Test: Harley Benton, HBL500WH, E-Gitarre

14. Juni 2011

Harley Benton HBL500

Im heutigen Amazona-Test haben wir es mal wieder mit einem oft kopierten Klassiker zu tun, nämlich dem Les Paul-Modell von Gibson. Auch der Internet Musikalien-Versender Thomann hat selbstverständlich unter dem Namen Harley Benton eine preisgünstige Kopie dieses ewigen Dauerbrenners auf Lager und das natürlich zu einem Bruchteil des Preises, den Gibson für dieses Instrument aufruft. Unter dem Namen HBL500WH präsentiert sich eine in hübschem, glänzenden Weiß lackierte Gitarre, für die man im Original locker das Zehnfache hinlegen müsste. Ob die Qualität auch zehnmal weniger gut ist oder ob man hiermit auch zufriedenstellend musizieren kann, soll unser genauer Test auf Herz und Nieren nun zeigen.

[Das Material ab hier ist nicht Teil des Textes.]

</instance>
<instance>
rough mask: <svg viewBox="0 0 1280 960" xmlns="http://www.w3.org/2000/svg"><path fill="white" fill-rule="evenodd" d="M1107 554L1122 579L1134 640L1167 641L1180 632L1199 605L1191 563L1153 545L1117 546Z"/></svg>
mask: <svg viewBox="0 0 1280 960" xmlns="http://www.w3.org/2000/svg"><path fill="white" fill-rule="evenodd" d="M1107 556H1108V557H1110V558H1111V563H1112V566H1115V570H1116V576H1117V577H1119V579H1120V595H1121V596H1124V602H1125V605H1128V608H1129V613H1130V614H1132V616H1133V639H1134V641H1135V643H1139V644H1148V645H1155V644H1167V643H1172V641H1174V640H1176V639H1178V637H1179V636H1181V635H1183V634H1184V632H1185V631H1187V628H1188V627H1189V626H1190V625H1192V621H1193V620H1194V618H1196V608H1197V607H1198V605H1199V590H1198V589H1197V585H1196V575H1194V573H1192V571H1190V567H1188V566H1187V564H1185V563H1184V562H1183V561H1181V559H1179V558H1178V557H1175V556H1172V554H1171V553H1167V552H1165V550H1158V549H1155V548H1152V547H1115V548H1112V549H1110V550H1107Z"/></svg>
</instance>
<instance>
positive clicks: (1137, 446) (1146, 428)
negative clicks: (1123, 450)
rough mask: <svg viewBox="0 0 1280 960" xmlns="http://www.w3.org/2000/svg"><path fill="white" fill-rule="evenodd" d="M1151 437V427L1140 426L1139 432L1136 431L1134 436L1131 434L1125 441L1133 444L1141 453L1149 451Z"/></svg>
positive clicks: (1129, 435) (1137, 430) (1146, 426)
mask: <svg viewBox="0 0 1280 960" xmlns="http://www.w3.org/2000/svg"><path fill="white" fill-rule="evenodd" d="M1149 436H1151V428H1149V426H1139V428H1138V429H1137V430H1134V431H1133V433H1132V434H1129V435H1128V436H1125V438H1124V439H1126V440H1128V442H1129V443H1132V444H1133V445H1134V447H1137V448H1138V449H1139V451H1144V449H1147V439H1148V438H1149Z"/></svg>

-- Die Harley Benton HBL500WH --

— Die Harley Benton HBL500WH —

Lieferumfang/Verarbeitung

Im Lieferumfang der HBL500WH befindet sich neben einem Inbus-Schlüssel zur Halskorrektur auch ein Kabel, welches allerdings wirklich nur für Notfälle genutzt werden sollte, denn sein dünner Querschnitt beschwört nur all zu leicht Nebengeräusche herauf. Das Instrument selbst ist komplett deckend weiß lackiert und zeigt auf den ersten Blick einige Schwachstellen in Form von Schleifspuren im Finish. Dies betrifft sowohl die Rückseite des Halses, als auch die Kanten des Bodys, welcher aus Erle gefertigt wurde. Aus wie vielen Teilen Holz der Korpus besteht, lässt sich auf Grund der deckenden Lackierung leider nur erahnen, üblich sind in dieser Preisklasse durchaus vierteilige Konstruktionen. Eingerahmt wird der Korpus auf seiner Vorderseite von einem schwarzen Binding, welches beim genaueren Betrachten ebenfalls nicht unbedingt sorgfältig aufgebracht bzw. auflackiert wurde.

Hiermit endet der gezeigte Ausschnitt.